Evdeyim böyle günler geçerken, babam prostat ameliyatı oldu 2. ye doktor olma dediği halde, dinlemedi kimseyi rahmetli. Aralık ayı başı da kalpten beyne pıhtı attı, felç geçirdi. Evdeyiz yürütmeye filan çalışıyoruz, fakat saldı kendini, yani bu kadar yaşadığım yeter ben artık bu dünyadan usulca çekileyim, yada ben bu duruma düşecek insanmıydım düşüncelerine sahip oldu herhalde, saldı kendini iyice ve devamlı yatağa bağımlı duruma geliyor artık. 
 
Bu arada ağbimde benim 1989 yılında evlendi 8 aylık bir evlilikten sonra boşandı. Boşandığında eşi hamile idi, baba evinde doğum yaptı ağbimin bir kızı oldu. Mahkemenin bize tanıdığı günlerde kendisini aldık, bizi de tanısın istedim ben. Ben veya ailem kesinlikle boşanmaya neden olan konu hakkında veya senin annen şöyle idi filan gibi bir konuşma yapmadık. Bizim kız onların edep, ahlak ve terbiyesini aldı. Zaman içinde de görüşmemeyi tercih etti, zorlamadık, ama rastladığımız yerde hal hatır sorup, bir ihtiyacı olup olmadığını sorduk hep. Hatta rahmetli babamın ona rastladığında cebindeki son emekli maaş parasını ona verdiğini, akşam da annem duymasın diye beni kenara çekip te üzerimde para varsa eğer bir miktar kendisine vermemi istediğini bilirim. Neyse kız AROW da çalışıyor, bir kaç kez oradan ayakkabı aldım, ona da istediği bir model varsa alayım dedim, hala bu modeli al dediyse onu da aldım. Duyduk ki bizim kız nişanlanmış, annemde evde ona bazı şeyler yaptı, çetik, dantel, tülbent vs gibi çeyizlik şeyler. Bunları dedi ona götür ver, bende aldım dükkana götürdüm tebrik ettim büyük bir poşet ona teslim ettim. Hatta ayrılmadan önce beyaz eşya veya yemek takımı veya çatal kaşık takımı eksiğin varsa söyle alayım dedim. Yok hala sağol dedi. Ertesi gün kız aradı, hala ben bu eşyaları kabul edemem gel bunları al dedi.
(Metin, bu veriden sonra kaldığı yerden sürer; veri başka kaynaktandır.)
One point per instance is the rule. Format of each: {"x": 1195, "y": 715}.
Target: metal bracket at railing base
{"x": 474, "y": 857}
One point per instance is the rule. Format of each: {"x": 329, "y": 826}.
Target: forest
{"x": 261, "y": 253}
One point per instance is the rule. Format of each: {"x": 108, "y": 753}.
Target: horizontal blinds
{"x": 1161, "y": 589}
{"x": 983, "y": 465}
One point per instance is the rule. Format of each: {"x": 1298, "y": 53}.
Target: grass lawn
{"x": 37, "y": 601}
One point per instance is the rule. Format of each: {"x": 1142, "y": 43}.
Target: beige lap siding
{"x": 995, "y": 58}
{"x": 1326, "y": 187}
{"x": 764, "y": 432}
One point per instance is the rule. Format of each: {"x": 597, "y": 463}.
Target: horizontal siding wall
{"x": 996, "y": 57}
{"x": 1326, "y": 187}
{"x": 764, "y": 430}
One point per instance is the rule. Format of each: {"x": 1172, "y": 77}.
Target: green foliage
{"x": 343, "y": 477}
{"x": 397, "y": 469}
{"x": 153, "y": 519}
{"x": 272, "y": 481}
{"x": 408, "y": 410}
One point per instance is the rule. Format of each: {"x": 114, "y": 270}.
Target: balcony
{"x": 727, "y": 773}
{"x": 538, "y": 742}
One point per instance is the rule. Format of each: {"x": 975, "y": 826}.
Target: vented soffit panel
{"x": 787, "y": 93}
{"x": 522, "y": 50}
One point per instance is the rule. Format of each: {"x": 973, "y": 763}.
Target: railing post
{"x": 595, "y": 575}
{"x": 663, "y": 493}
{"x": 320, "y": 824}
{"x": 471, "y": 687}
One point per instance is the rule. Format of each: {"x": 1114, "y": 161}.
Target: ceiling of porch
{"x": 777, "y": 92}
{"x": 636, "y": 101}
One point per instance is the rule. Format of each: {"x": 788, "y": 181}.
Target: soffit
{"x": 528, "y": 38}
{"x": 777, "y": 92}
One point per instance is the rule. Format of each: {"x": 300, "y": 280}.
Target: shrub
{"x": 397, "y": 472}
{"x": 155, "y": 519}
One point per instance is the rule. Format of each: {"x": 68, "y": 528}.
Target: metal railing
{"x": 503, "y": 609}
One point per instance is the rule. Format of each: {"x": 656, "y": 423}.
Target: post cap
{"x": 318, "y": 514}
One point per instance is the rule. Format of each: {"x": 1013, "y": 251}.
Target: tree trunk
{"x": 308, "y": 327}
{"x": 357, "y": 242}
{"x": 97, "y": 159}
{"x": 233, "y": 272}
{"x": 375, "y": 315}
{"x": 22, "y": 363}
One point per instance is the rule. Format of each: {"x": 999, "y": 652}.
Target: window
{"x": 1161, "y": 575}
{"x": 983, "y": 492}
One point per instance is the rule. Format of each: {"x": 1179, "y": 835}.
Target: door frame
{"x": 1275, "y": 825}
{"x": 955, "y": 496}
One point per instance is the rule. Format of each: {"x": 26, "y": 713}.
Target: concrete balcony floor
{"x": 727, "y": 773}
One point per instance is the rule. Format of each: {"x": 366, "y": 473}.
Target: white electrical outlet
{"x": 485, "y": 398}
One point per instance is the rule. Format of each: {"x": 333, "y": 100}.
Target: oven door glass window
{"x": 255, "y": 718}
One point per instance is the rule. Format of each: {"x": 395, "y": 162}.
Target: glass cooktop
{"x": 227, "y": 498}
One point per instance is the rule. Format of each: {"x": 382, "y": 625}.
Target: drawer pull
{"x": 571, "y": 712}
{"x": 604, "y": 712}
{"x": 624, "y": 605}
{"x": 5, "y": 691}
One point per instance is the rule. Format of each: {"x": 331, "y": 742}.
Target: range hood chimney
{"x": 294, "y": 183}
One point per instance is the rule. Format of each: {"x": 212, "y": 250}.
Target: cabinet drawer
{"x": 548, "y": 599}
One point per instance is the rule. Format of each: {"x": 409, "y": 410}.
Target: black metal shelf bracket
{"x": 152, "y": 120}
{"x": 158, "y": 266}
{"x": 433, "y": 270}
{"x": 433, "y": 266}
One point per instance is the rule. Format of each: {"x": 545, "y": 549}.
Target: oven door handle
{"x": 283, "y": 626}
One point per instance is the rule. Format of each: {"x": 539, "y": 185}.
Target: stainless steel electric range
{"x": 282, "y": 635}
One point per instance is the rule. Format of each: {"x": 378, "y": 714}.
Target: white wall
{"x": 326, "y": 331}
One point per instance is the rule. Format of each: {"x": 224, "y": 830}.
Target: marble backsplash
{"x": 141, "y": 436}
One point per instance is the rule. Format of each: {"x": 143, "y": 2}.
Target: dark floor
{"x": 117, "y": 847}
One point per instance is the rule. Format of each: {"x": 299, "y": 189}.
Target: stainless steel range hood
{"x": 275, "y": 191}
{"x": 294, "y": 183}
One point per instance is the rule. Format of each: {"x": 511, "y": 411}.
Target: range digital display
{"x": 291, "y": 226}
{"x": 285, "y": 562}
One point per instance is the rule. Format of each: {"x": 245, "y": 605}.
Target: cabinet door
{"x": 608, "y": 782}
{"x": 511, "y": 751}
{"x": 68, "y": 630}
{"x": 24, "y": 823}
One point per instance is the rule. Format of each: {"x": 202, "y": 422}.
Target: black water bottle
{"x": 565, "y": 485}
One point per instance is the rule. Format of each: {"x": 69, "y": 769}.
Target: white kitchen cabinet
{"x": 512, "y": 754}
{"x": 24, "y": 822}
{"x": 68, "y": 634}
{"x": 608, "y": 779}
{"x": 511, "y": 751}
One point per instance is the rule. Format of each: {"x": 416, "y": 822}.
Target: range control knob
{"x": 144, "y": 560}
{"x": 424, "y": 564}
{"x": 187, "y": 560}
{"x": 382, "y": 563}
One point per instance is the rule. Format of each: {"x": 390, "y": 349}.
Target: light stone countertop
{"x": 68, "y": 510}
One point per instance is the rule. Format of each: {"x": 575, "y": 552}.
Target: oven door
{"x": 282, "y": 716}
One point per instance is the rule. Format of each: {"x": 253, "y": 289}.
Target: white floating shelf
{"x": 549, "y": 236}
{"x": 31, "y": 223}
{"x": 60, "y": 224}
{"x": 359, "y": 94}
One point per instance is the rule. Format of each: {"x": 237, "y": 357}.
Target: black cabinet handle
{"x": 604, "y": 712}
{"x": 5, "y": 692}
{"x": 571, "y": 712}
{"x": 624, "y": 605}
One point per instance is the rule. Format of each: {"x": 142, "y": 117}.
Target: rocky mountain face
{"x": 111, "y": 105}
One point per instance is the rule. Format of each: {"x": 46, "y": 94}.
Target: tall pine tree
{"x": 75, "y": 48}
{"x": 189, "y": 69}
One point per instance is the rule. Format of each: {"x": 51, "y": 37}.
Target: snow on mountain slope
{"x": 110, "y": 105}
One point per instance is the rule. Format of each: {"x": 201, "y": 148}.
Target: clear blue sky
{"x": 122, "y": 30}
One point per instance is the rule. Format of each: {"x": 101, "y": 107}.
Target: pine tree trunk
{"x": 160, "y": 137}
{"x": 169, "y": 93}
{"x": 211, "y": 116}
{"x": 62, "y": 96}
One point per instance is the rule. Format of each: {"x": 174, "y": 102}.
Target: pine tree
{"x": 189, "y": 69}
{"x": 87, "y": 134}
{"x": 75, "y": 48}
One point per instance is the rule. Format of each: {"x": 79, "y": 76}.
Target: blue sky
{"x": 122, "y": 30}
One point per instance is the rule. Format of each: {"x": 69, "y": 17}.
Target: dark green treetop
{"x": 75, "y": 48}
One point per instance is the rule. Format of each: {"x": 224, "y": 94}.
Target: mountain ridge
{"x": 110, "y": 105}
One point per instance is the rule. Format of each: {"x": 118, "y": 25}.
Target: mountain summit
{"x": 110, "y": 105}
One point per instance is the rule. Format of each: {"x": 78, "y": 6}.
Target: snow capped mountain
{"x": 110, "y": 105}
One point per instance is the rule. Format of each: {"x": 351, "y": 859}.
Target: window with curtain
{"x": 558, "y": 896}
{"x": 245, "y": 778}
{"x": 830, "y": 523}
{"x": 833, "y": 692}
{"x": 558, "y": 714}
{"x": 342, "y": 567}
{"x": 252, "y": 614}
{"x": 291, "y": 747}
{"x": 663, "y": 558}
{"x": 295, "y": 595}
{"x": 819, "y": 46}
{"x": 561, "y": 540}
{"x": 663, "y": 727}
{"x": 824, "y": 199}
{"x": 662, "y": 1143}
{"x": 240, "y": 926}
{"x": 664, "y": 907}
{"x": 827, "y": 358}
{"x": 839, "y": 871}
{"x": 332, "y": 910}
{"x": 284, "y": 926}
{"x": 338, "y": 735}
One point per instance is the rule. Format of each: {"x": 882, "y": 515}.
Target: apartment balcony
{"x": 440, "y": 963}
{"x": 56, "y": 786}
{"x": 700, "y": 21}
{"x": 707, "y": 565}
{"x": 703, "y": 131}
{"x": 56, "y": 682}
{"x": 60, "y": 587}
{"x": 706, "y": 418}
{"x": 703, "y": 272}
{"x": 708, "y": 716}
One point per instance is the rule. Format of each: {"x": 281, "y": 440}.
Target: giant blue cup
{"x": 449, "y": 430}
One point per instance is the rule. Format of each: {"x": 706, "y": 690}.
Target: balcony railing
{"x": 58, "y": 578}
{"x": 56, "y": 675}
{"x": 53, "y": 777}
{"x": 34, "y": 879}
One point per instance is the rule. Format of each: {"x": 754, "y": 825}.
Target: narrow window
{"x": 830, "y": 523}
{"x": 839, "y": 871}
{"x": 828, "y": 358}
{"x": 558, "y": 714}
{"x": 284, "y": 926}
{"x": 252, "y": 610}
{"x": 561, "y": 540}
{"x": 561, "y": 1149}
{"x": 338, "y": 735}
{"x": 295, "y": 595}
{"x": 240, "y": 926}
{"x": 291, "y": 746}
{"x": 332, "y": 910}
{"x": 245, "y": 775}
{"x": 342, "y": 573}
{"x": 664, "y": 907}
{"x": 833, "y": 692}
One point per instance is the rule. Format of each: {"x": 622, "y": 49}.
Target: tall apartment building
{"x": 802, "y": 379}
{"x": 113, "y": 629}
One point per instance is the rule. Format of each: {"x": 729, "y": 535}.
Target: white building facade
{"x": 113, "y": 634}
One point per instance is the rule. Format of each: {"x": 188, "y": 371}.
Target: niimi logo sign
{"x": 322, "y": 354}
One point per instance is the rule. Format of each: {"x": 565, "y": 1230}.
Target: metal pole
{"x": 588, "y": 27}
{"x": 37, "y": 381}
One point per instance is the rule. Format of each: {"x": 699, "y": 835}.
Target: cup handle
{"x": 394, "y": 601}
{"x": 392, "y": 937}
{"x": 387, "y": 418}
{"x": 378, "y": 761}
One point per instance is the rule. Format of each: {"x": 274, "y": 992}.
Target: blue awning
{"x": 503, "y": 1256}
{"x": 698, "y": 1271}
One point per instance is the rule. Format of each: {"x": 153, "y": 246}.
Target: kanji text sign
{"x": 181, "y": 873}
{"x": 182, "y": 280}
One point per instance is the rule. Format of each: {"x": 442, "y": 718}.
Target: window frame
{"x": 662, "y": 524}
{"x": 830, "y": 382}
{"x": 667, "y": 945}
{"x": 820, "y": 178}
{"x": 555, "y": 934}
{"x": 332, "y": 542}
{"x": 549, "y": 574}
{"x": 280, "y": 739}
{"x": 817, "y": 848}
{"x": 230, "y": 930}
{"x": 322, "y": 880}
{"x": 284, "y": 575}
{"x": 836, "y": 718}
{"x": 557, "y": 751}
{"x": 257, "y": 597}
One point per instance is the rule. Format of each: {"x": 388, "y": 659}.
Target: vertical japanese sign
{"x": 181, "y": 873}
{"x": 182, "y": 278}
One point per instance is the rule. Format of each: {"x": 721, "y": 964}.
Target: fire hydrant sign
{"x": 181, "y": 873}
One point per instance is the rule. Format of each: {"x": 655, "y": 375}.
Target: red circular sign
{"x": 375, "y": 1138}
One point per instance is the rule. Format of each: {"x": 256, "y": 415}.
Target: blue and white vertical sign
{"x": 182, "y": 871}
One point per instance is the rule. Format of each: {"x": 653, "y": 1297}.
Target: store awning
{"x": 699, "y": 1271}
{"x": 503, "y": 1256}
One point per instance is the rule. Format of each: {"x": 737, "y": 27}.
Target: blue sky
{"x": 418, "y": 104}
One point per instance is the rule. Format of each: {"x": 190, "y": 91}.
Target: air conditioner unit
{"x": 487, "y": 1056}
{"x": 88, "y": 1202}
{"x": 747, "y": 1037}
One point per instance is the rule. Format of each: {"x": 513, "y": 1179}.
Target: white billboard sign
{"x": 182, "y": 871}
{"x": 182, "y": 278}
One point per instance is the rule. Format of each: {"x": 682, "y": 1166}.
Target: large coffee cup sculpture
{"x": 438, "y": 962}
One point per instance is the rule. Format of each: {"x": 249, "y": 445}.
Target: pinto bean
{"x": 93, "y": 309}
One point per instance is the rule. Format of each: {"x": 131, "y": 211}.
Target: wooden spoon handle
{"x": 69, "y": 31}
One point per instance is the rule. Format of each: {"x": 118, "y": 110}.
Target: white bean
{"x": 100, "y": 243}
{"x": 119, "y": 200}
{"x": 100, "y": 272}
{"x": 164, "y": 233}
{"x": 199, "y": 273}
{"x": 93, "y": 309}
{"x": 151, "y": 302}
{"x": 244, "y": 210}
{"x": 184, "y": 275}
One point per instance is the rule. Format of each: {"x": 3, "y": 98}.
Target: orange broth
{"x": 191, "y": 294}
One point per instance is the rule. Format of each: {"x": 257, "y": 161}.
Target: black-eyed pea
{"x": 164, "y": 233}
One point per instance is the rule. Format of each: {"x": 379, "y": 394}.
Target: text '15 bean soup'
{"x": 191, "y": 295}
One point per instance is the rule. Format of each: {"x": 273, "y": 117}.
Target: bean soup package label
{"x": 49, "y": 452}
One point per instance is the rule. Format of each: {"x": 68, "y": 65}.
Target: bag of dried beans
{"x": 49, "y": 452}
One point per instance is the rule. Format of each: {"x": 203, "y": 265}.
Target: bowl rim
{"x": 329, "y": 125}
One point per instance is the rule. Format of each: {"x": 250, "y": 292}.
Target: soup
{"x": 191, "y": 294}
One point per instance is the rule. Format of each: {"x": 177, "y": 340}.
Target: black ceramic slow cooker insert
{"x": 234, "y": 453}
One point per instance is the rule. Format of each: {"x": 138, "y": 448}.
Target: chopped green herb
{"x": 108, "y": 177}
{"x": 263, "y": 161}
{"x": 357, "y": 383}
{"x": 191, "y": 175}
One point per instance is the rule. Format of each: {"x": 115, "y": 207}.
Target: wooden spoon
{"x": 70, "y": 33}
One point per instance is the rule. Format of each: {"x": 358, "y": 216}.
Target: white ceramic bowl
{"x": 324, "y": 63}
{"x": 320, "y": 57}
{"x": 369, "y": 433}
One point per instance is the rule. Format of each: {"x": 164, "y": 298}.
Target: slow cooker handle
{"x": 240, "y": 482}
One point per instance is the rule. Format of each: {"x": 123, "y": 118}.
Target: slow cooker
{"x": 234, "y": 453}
Olabilir anne tarafı kabul etmemiş olabilir, gittim poşeti aldım geldim, sormadım bir şey.
Neyse bizim kız evlenmiş, bir kızı olmuş bizim haberimiz yok. Hiçbir şeye çağrılmadık. Ağbimden gelip kızı isteyen de olmadı. 
Evde babamın yattığı günlerden bir gün bizim kız çocuğu kucağında, yanında da kaynanası çıka geldiler. Kapıdan kovacak halimiz yok, içeri buyur ettik. Annem oğlunun torununa bir kendinden bir de babamdan takı takıyor. Ayrıca bizim kız doğmadan ayrıldıkları için, kendisine diye hazırlanan bir 19 yıl öncesine ait bebek eşyaları var.( gelin giderken onları almadı) Annem onları çıkarmış, bunları sana yapmıştık beğendiğin varsa içinden al dedi. Beğendiklerini aldı, bende benim kenarda duran annemin ördüğü bebeklik elbisemi çıkardım, bak bu benim pembe renk bebekliğimin elbisesini istersen bunu da al dedim. Bebek kız ya giyer diye düşündüm. ( Annemim örgüsü çok güzeldir, ördüğü zaman makina örgüsü veya hazır örgü gibi olur yaptığı iş.) Bu elbiseyi beğendi aldı. 
Neyse bunlara kahve yapıyorum dediler ki bahçede içelim, annem babamın yattığı yerde kaldı. Bizde mutfak kapısının orada masada kahve servisi yaptım oradayız, Kaynana kadın, bana aynen şunu söyledi;

- Babanıza annenize burasını sattırıp Kurtuluş ( mahalle ismi)  tarafından bir daire aldıramaz mısınız!!!!!!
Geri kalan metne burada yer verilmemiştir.